Pancreatitis: summary of NICE guidanceBMJ 2018; 362 doi: https://doi.org/10.1136/bmj.k3443 (Published 05 September 2018) Cite this as: BMJ 2018;362:k3443
All rapid responses
The recent NICE guidelines for pancreatitis (1) recommend six monthly HbA1c screening for patients with chronic pancreatitis. We believe diabetes screening should be extended to patients with any history of pancreatic disease, including acute pancreatitis.
We are very grateful to the authors of the guidelines for making use of our analysis of the Royal College of General Practitioners (RCGP) Research and Surveillance Centre (RSC) network database (2,3) to highlight that type 3c diabetes, i.e. ‘pancreatic diabetes’, is often mistaken for type 2 diabetes. In response to their recommendations we have undertaken a new analysis of this database to ascertain how frequently the diagnosis of diabetes is missed entirely.
We find that in UK primary care 59% of patients with a history of pancreatic disease (and without a diabetes diagnosis) had neither a blood glucose nor HbA1c level checked in the previous year. If HbA1c was checked 8% of patients had a result (≥ 48mmol/L) resulting in a new diabetes diagnosis. Populations in which diabetes is rarely considered were especially poorly served: less than four percent of people aged under 35 with pancreatic disease had diabetes testing performed. We feel this demonstrates that a pancreatic disease history merits regular HbA1c screening in primary care.

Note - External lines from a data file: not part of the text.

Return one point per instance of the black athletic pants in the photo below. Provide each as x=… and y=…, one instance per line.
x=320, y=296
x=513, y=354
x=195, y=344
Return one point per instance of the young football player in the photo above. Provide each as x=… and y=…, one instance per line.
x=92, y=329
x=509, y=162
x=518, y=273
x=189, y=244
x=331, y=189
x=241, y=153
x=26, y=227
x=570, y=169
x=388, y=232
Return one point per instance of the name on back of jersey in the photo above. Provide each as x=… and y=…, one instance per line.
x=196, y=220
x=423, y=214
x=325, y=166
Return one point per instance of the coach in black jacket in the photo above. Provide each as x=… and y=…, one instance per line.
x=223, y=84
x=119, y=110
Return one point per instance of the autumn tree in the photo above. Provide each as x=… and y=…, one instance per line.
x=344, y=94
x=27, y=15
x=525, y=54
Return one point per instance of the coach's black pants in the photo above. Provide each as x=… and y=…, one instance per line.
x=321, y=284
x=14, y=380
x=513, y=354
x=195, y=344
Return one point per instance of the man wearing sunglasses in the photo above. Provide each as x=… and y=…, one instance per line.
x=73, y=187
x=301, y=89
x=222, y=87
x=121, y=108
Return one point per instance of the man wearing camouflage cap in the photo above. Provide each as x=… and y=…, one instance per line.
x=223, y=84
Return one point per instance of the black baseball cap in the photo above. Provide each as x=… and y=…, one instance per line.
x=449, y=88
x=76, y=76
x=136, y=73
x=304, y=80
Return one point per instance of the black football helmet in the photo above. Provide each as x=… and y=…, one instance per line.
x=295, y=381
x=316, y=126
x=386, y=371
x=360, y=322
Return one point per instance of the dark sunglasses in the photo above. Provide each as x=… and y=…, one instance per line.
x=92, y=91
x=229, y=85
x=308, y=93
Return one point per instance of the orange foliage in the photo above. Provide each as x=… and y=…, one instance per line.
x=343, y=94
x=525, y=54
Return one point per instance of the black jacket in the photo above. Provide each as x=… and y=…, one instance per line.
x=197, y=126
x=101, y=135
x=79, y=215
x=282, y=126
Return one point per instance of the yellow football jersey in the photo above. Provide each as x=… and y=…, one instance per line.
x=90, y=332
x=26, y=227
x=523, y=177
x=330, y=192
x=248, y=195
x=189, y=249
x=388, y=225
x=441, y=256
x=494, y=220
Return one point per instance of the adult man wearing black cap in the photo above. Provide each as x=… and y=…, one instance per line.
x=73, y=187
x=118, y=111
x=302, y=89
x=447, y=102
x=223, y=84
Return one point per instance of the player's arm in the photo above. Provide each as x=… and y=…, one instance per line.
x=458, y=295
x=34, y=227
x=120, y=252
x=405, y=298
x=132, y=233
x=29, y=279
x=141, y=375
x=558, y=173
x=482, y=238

(1) BMJ 2018 Sept; 362(1687): k3443. https://doi.org/10.1136/bmj.k3443
(2) BMJ Open 2016 April; 6(4): e011092. http://dx.doi.org/10.1136/bmjopen-2016-011092
(3) Diabetes Care 2017 Nov; 40(11): 1486-1493. https://doi.org/10.2337/dc17-0542
Competing interests: No direct funding was received for this research which followed on from CW's NHS academic foundation programme project. CW, KM, and PG have no competing interests. SdeL is director of RCGP RSC, and although not related to this work has received funding for a Diabetes Real World Evidence Centre from Lilly, and project funding from Novo Nordisk, AstraZenca and Sanofi for research projects all through his academic post at University of Surrey.